Ch 6 Global LV Systolic Function Flashcards
What are the 3 movements the heart contracts in systole?
- Base to Apex Longitudinal Shortening of Subendocardium (Displacement base toward apex)
- Radial Thickening inwards around the long axis of the subepicardium
- Circumferential Torsion of the Base Clockwise and Apex Counterclockwise (TORQUE)
How does the LV maintain its circular shape in the cardiac cycle?
The interventricular septum functions as part of the LV
- (Maintains its shape)
The Posterior interventricular artery arises from RCA in what percentage?
85%
The Posterior interventricular artery arises from LCx in what percentage?
8%
The Posterior interventricular artery arises from both RCA and LCx in what percentage?
7%
What supplies the interventricular septum?
Inferior IVS = PDA
Anterior 2/3 = LAD
What is the cutoff for normal (No degree of dilatation) for End-Systole diameter and End-Diastole diamater?
Normal
ESD 23 mm
EDD 37
What is the cutoff for mild degree of dilatation for End-Systole diameter and End-Diastole diamater?
Mild
ESD 37 mm
EDD 51 mm
What is the cutoff for moderate degree of dilatation for End-Systole diameter and End-Diastole diamater?
Moderate
ESD 36 mm
EDD 60 mm
What is the cutoff for severe degree of dilatation for End-Systole diameter and End-Diastole diamater?
Severe
ESD >50 mm
EDD > 70 mm
When would you measure the LV diameter and wall thickness on echo?

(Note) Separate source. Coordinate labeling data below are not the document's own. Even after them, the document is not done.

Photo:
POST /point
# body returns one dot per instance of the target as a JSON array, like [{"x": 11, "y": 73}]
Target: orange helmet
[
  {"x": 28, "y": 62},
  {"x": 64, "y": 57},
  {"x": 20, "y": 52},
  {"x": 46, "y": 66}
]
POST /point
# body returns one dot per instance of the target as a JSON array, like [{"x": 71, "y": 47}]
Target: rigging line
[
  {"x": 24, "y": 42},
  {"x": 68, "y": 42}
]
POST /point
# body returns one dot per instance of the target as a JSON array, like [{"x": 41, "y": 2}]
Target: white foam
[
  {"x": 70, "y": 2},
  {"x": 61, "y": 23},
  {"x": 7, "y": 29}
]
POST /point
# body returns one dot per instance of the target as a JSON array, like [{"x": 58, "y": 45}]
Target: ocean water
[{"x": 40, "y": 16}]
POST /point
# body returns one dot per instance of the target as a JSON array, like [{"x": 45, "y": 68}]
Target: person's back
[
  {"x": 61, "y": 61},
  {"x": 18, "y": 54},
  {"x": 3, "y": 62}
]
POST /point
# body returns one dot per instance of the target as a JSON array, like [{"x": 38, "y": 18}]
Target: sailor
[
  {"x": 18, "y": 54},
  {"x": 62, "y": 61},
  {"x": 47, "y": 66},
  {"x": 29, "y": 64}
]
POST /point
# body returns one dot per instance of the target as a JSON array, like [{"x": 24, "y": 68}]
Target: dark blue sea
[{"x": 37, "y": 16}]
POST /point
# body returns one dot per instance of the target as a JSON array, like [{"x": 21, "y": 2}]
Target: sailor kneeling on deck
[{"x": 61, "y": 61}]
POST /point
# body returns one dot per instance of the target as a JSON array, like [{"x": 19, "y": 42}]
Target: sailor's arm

Ventricular End Diastole (R wave EKG)
What are the cutoffs for normal:
LV Diameter?
LV Wall thickness?
LV Diameter < 5.5 cm
Wall thickness < 1.2 cm
What is Concentric Hypertrophy?
LV Thickening without cavity enlargement
What is Eccentric Hypertrophy?
LV Thickening and cavity enlargement
How do measurements on Echo differ for Edge components of M-mode vs. 2d Imaging?